Google has announced that it is buying the connected device company Nest. Employees were informed by email and that was followed by an official press release. Google has reportedly offered Nest $3.2 billion.
Google’s CEO Larry Page said in a statement: “They’re already delivering amazing products you can buy right now–thermostats that save energy and smoke/CO alarms that can help keep your family safe. We are excited to bring great experiences to more homes in more countries and fulfill their dreams!”
The founders of Nest, Tony Fadell and Matt Rogers, will be joining the Google team. Fadell has expressed his excitement at working with Google, saying “With their support, Nest will be even better placed to build simple, thoughtful devices that make life easier at home, and that have a positive impact on the world.”
Co-founder Matt Rogers, was one of the first engineers to work on the iPhone team at Apple and was responsible for the iPod software development.
Google has been trying for some time now to put together a connected home device but with attempts such as ‘Android At Home’, it’s never been able to pull it off. The benefit of Nest is that it has already developed well-designed and connected home devices. Google will now be able to build on those in the future.

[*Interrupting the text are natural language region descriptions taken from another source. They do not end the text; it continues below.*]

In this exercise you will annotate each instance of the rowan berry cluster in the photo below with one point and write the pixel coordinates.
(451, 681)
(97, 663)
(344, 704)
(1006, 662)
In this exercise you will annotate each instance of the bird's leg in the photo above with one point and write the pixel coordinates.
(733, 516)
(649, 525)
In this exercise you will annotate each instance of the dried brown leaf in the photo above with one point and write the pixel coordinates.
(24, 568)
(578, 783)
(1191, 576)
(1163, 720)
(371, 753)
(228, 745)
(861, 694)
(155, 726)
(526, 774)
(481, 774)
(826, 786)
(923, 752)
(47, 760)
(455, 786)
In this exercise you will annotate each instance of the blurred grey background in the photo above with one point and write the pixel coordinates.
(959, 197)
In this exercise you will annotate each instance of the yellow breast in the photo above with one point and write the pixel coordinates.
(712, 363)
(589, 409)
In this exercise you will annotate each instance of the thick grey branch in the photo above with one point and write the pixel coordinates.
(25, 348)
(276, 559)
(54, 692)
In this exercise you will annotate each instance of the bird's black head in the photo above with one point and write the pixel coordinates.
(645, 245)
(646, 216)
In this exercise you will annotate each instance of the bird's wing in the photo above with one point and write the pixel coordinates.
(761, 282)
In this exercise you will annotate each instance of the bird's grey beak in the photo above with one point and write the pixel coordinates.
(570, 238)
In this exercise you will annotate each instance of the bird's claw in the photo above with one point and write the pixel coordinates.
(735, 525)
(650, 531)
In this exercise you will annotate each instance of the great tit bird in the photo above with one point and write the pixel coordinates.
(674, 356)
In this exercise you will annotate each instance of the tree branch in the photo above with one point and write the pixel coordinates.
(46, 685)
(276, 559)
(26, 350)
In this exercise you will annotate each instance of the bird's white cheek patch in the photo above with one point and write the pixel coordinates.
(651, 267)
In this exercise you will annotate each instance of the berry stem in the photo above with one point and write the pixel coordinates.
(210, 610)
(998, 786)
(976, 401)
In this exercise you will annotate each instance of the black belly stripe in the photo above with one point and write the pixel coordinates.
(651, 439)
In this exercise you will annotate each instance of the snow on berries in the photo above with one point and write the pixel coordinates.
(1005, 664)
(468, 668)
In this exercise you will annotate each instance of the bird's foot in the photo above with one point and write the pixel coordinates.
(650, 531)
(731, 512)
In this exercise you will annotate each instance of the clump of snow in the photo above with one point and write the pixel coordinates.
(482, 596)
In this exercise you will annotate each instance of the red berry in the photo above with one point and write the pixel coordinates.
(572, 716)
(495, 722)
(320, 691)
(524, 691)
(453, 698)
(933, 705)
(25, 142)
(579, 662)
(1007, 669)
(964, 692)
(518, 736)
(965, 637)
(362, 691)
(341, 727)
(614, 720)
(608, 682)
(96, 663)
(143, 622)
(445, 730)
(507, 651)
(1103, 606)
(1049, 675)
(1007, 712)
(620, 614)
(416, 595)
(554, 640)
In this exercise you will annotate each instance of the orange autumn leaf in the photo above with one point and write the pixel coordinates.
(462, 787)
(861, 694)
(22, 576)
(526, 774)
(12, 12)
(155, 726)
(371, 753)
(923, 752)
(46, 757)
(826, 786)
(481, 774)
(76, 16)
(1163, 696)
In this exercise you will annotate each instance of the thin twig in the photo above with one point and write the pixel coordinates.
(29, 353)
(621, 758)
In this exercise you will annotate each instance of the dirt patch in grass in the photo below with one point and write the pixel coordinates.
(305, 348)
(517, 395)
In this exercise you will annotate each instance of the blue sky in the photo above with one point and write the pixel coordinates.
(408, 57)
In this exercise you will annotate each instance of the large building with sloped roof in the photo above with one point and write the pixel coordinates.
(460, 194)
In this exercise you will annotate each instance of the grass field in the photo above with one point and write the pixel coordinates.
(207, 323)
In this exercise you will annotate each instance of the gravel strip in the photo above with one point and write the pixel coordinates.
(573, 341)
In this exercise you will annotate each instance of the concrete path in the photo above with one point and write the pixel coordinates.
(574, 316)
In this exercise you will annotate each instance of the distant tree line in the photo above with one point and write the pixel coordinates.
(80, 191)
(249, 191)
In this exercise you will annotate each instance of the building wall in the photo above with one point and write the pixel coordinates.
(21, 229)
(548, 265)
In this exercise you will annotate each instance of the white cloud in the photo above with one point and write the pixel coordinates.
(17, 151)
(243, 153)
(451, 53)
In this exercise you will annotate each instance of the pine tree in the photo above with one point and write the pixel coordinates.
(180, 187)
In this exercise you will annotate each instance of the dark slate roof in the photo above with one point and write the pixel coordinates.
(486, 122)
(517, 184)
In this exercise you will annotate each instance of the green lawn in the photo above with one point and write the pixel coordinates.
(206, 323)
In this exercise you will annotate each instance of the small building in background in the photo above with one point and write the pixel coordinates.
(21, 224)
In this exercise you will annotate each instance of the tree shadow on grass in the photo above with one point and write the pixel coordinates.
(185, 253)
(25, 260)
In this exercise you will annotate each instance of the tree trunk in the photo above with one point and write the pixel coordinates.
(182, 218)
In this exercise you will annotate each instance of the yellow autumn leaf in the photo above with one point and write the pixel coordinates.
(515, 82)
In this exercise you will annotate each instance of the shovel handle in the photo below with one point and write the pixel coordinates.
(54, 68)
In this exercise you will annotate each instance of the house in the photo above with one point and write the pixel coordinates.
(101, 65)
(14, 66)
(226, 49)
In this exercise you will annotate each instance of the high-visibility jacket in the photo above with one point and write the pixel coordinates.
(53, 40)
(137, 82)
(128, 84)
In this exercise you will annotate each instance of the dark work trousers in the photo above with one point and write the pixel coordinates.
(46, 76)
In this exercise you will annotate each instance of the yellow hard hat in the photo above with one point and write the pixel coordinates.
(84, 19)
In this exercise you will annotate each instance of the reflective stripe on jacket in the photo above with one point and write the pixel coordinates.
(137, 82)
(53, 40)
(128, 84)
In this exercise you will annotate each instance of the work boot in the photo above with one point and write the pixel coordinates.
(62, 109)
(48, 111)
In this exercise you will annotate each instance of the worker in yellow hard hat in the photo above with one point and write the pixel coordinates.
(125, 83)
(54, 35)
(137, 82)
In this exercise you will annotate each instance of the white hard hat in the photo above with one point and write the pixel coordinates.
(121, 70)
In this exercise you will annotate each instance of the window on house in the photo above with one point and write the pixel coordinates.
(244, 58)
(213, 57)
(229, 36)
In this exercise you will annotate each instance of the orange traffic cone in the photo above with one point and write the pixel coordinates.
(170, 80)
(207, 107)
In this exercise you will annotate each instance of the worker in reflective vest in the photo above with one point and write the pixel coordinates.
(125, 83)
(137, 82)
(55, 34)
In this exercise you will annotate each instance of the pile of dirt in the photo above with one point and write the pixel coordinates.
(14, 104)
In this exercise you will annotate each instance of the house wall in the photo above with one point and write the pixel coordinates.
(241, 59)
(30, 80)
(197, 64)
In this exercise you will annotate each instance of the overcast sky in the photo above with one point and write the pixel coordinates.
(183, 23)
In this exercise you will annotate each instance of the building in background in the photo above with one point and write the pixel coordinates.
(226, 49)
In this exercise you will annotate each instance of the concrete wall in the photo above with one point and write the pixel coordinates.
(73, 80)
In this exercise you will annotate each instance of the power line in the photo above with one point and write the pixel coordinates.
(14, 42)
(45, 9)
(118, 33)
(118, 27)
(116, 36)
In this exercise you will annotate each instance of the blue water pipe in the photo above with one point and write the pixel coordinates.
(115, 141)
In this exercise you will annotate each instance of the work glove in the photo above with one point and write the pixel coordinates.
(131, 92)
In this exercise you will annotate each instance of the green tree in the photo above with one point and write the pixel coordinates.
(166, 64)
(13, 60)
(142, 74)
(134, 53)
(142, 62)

As well as Nest’s expertise and quality products, the company brings to Google 100 granted patents and another 200 which are on file with the U.S. Patent Office, plus a further 200 ready to file. Nest has faced strong competition and some patent disputes from rival manufacturers like Honeywell and BRK. Google will no doubt be a supporting force in helping Nest fend off the competition.
Nest will continue to operate as its own brand and because it was already quite successful and renown by consumers for design, it is unlikely Google will want to interfere too much. There have apparently been some infrastructure issues caused by failed firmware upgrades so Google will no doubt be able to help there.
Of course this acquistion does throw up some concerns over security, with some questioning what will happen once Google have information about your life at home.
I can’t hep but feel the question was avoided with such a vague answer. People certainly have a right to be concerned, especially now we know about the NSA’s mass collection of data.
The deal is still awaiting regulatory approval and so hasn’t been completed yet.